Then go to Exchange tab, Cruise Exchange subsection.  Repeat with same selection (selecting your 2017 unbanked week for exchange).  See how much difference in booking cost between the 2.  Also note you'll have to pay a "cruise exchange" fee that you need to factor in; and cancellation may be more of an issue for cruise exchange.

Then you'll have a better sense of whether it is worth exchanging your week.

II usually has fairly competitive prices for booking cruises for cash directly through them.


----------



## lily28 (Feb 7, 2016)

What is the cruise exchange fee? I check the price of a cruise I might be interested in at costco and II.  II gives me $665 for 2 people while costco gives me $1444 for 2 plus $40 on board credit.  Maintenance fee $600 for my week. So I think it is about a wash except I don't have to deal with renting out my week. But if the price of the cruise goes down, I won't be able to take advantage of it in II


----------



## dioxide45 (Feb 7, 2016)

lily28 said:


> What is the cruise exchange fee? I check the price of a cruise I might be interested in at costco and II.  II gives me $665 for 2 people while costco gives me $1444 for 2 plus $40 on board credit.  Maintenance fee $600 for my week. So I think it is about a wash except I don't have to deal with renting out my week. But if the price of the cruise goes down, I won't be able to take advantage of it in II



The cruise exchange fee is the same as a week exchange, $189 by phone and $179 online.

I am not sure how price drops work with cruise exchanges. Though, with a cruise exchange, II is really just giving you credit to spend toward a cruise that you book through their Interval Travel. I have never had a problem getting adjustments for price drops for cruises booked through them.


----------



## lily28 (Feb 8, 2016)

So with Interval cruise exchange, I can get lower price when cruise 
Price drops? Is the cruise changeable or cancellable?  I am looking at a cruise in 1/2017 and who know what can change in 11 months


----------



## dominidude (Feb 9, 2016)

lily28 said:


> So with Interval cruise exchange, I can get lower price when cruise
> Price drops? Is the cruise changeable or cancellable?  I am looking at a cruise in 1/2017 and who know what can change in 11 months



You should call and ask those questions. 800-622-1540, I'd love to know myself.


----------



## ladycody (Mar 1, 2016)

Throwing in my 2 cents.  I agree that in _most_ instances a cruise exchange is a poor trade...but I do have another take on it...through RCI though...not II.  

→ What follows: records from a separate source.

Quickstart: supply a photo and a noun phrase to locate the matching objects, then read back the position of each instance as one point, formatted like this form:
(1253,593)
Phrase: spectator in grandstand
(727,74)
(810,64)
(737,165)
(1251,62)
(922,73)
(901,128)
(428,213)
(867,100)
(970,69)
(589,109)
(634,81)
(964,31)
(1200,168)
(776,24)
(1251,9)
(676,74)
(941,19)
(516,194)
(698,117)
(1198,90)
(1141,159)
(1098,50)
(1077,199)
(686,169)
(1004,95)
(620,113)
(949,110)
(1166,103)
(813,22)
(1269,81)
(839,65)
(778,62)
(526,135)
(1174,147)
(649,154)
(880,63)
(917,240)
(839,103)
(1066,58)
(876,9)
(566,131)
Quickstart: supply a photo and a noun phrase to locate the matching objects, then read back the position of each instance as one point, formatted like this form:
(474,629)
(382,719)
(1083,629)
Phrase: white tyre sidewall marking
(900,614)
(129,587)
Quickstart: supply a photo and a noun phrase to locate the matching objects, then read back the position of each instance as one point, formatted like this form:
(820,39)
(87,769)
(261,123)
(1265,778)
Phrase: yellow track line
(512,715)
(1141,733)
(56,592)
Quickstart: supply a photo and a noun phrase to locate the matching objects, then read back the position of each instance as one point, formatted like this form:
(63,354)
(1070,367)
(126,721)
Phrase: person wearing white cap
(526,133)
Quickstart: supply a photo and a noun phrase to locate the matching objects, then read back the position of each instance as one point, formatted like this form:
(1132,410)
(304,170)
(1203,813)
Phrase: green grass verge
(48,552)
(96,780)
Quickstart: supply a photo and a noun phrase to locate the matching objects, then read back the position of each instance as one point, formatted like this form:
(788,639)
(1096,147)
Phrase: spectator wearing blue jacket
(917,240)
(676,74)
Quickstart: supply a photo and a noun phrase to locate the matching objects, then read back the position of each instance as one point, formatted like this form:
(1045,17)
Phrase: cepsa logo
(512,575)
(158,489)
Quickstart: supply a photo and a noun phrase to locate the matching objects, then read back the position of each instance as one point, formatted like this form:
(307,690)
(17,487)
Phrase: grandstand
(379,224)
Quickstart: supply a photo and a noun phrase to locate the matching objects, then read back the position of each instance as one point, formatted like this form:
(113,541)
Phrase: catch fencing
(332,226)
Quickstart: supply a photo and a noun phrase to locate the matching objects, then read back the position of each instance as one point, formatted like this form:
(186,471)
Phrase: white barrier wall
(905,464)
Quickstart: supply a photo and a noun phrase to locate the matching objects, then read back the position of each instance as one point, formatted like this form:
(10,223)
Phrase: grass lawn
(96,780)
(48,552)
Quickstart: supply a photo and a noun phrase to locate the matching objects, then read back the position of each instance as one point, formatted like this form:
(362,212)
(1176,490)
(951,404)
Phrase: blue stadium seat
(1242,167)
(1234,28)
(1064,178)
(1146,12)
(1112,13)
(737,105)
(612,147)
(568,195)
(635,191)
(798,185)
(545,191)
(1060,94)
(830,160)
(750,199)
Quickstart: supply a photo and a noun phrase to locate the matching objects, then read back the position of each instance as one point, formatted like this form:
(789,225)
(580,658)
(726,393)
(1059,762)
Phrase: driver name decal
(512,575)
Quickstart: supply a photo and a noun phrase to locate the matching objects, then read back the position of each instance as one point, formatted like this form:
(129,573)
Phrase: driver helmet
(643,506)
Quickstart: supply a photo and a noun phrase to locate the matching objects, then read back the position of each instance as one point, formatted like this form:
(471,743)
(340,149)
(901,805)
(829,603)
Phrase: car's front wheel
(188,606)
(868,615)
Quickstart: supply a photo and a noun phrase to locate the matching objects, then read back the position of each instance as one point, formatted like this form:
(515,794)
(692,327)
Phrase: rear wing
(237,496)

I knew I had more time sitting in RCI than I'd be able to use...so inquired about a cruise exchange (which is really just a discount).  I compared with discount sites as well as the cruise-line and my exchange....using time that would have gone to waste...discounted the cruise by close to $800 and that was with insurance and factoring in my exchange fee.  Having said that...the less expensive the cruise, the smaller the discount...this was for the Mediterranean in a midship balcony cabin.  For a lesser cruise I wouldn't have even gotten the mf out of the exchange.

The value is always better when our time is used at a resort...at least it is for me...but given that the time had already been deposited, isn't rentable, and wasn't going to get used.  I'm content.


----------